Aquatiris, l’assainissement côté jardin

Spécialisée dans l’assainissement écologique par la phytoépuration, l’entreprise Aquatiris, créée en 2007, s’inscrit dans la recherche d’un monde meilleur plus juste et durable. « Créer des solutions écologiques quand cela parait impossible » en proposant de nouvelles manières de faire, tel est le moteur de Martin Weckmann, co-gérant. Pour épurer et dépolluer air, eau et sols, les fosses et vidanges laissent place aux plantes et fleurs. Roseaux, iris ou encore menthe aquatique s’invitent dans les jardins. Depuis trois ans, une expérimentation est menée chez des particuliers dans la vallée de Kaysersberg avec des lombrics et des vers de terre utilisés pour traiter les eaux usées. La société développe encore des jardins d’assainissement flottants afin de dépolluer les cours d’eau en traitant les eaux usées des bateaux-logements. Un projet innovant, qui s’inscrit dans le cadre des Jeux Olympiques d’été de Paris 2024, afin d’offrir les meilleures conditions aux nageurs des épreuves d’eau libre qui auront lieu dans la Seine.

Le plasticien Hugo Mairelle réalisera un masque végétal.

Entamé fin 2017, le projet Être(s), conduit par Vincent Muller et Hugo Mairelle, tient depuis cet hiver dans un sublime ouvrage de 112 pages accompagné d’un QR code qui permet une immersion auditive grâce à la bande sonore réalisée par l’audio-naturaliste Marc Namblard.

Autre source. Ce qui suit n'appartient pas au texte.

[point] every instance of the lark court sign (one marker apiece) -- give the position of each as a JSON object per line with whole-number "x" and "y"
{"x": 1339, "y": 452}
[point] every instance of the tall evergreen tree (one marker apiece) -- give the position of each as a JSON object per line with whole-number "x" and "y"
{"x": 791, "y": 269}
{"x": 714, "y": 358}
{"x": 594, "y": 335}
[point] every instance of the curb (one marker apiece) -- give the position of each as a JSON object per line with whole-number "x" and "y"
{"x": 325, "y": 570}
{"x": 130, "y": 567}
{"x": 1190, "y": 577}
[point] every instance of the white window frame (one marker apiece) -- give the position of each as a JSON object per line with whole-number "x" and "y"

La préface est signée Paul Ardenne, écrivain et historien de l’art. Le duo a eu recours à un financement participatif pour cette réalisation, au prix de 25 € dont 1 € est reversé aux associations Alsace Nature Environnement et Zéro déchet Strasbourg. « On voulait vraiment concrétiser cela par un bel objet pour se souvenir de ce qu’on a fait pendant trois ans », indique Vincent Muller. Le livre est en vente à la Vitrine Chicmedias au 14, rue Sainte-Hélène à Strasbourg. Des chaumes enneigés du Lac Blanc à la luxuriante forêt d’Offendorf, des rives du Lac de Pierre-Percée à la cascade de Soultzbach, leur voyage s’est effectué au travers de 25 étapes. À chaque fois, Hugo a confectionné manuellement un masque à partir des végétaux présents. Cet unique attribut habille les modèles, âgés de 20 à 84 ans, qui figurent au milieu de ces grands espaces. « C’est comme si on avait surpris un animal, en train de nous regarder avant de repartir », jauge Hugo. Qui cite le peintre Giuseppe Arcimboldo, le sculpteur Andy Goldsworthy ou encore l’anthropologue Philippe Descola comme références. Au fil des pages, la diversité des sites mais aussi des modèles se perçoit telle une sincère ode à la nature. Qui connaitra une nouvelle vie lors de L’Industrie Magnifique. (F.V.)